A Bloodthirsty Public Finds the Villains We Want
The national mood demands businessmen in handcuffs. And here's one already: Federal agents have arrested Bernie Madoff, the 70-year-old founder of a Wall Street brokerage, accusing him of bilking $50 billion from investors.
The Oedipal twist: Madoff's own sons, Andrew and Mark, turned Madoff in after he told them that the money-management arm of his firm, which ran hedge funds for wealthy investors, was "a giant Ponzi scheme." That term gets thrown around a lot, so we'll remind you of what it actually means: A scheme in which current investors are paid outsized returns not from investing profits but from money put in by new investors.
That is, according to an FBI agent's complaint, exactly what Madoff did:
deceived investors by operating a securities business in which he traded and lost investor money, and then paid certain investors purported returns on investment with the principal received from other, different investors, which resulted in losses of approximately billions of dollars.
All goes well in this kind of scheme until the money stops flowing in. Madoff told his sons that customers had sought to withdraw $7 billion, and he did not know if he could come up with the cash.

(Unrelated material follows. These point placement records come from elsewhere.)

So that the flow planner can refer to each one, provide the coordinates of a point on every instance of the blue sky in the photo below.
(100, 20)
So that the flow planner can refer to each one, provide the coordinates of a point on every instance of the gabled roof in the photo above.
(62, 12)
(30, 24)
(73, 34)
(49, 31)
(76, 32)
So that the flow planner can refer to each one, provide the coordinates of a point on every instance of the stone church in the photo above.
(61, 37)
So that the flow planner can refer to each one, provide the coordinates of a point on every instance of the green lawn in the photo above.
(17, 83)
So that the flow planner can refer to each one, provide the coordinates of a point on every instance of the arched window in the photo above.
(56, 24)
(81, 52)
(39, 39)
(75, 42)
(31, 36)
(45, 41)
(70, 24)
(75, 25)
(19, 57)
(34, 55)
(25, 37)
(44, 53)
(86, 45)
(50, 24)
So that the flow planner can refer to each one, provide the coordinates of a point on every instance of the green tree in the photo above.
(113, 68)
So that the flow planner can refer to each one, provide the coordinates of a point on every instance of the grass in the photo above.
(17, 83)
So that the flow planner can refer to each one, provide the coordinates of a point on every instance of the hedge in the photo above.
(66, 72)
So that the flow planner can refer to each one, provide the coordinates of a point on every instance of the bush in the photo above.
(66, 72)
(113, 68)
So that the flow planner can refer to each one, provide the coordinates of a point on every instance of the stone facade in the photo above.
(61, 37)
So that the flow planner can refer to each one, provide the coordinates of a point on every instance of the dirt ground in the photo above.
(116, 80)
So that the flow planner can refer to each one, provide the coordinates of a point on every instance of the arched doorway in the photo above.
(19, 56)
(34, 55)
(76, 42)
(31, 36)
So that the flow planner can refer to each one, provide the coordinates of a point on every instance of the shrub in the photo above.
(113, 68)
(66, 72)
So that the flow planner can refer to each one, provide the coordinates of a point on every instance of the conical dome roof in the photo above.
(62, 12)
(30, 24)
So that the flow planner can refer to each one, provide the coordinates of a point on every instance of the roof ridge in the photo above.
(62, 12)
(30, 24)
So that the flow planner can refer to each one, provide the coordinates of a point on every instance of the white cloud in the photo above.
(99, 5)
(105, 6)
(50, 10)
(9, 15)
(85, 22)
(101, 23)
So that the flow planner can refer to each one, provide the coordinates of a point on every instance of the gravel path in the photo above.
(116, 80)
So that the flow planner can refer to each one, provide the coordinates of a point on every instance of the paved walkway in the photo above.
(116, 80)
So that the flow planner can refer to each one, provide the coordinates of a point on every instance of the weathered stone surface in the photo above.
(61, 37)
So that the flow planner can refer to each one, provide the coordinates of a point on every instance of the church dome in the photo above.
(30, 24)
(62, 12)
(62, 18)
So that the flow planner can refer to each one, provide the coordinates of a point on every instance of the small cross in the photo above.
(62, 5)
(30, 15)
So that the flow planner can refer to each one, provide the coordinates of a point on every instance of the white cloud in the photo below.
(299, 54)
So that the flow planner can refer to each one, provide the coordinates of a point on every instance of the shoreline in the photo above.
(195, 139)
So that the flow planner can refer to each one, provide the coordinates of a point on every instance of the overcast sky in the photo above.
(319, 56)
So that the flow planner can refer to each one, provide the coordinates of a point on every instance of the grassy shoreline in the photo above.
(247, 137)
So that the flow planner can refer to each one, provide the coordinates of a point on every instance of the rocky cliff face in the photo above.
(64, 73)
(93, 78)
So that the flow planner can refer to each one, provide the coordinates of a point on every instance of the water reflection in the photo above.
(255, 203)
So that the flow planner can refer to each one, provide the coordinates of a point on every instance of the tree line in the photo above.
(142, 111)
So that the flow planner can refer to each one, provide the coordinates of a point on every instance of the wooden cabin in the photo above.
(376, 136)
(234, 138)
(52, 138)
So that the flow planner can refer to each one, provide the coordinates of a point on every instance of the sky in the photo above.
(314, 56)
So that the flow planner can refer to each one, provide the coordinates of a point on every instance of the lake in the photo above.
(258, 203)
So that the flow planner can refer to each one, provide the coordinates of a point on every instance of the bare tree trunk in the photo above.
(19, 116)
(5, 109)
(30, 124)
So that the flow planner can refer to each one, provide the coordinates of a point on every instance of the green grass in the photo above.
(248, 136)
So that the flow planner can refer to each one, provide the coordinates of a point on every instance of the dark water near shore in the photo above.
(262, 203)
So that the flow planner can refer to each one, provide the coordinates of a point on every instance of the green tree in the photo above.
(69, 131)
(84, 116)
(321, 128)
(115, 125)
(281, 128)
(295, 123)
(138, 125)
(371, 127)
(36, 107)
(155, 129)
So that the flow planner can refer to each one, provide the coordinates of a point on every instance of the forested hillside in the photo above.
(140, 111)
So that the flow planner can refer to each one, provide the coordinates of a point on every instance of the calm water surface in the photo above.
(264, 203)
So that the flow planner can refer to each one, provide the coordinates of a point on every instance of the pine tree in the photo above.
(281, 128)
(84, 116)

Madoff's lawyer, Dan Horwitz, touted his client's "unblemished record" to the Wall Street Journal. But rivals on Wall Street have questioned his curiously steady returns for years.
The complaints against Madoff are shocking. But mostly for the simplicity of the alleged swindle. A Ponzi scheme, in this day and age? It show the need for better hedge-fund regulation — boring! This was a rich-on-rich crime.
The case of Marc Dreier, a lawyer recently arrested on allegations of a $380 million hedge-fund fraud, is far more compelling, with faked-up websites and multiple cell phones. Prosecutors say he tried to sell fake debt instruments to a pension fund.
It all points to a much-needed sweep of the hedge-fund world. But neither Madoff nor Dreier seem to have played a significant role in the housing bubble that could end with 8 million homes in foreclosure. Yeah, the feds got their men. But we didn't get our scapegoats.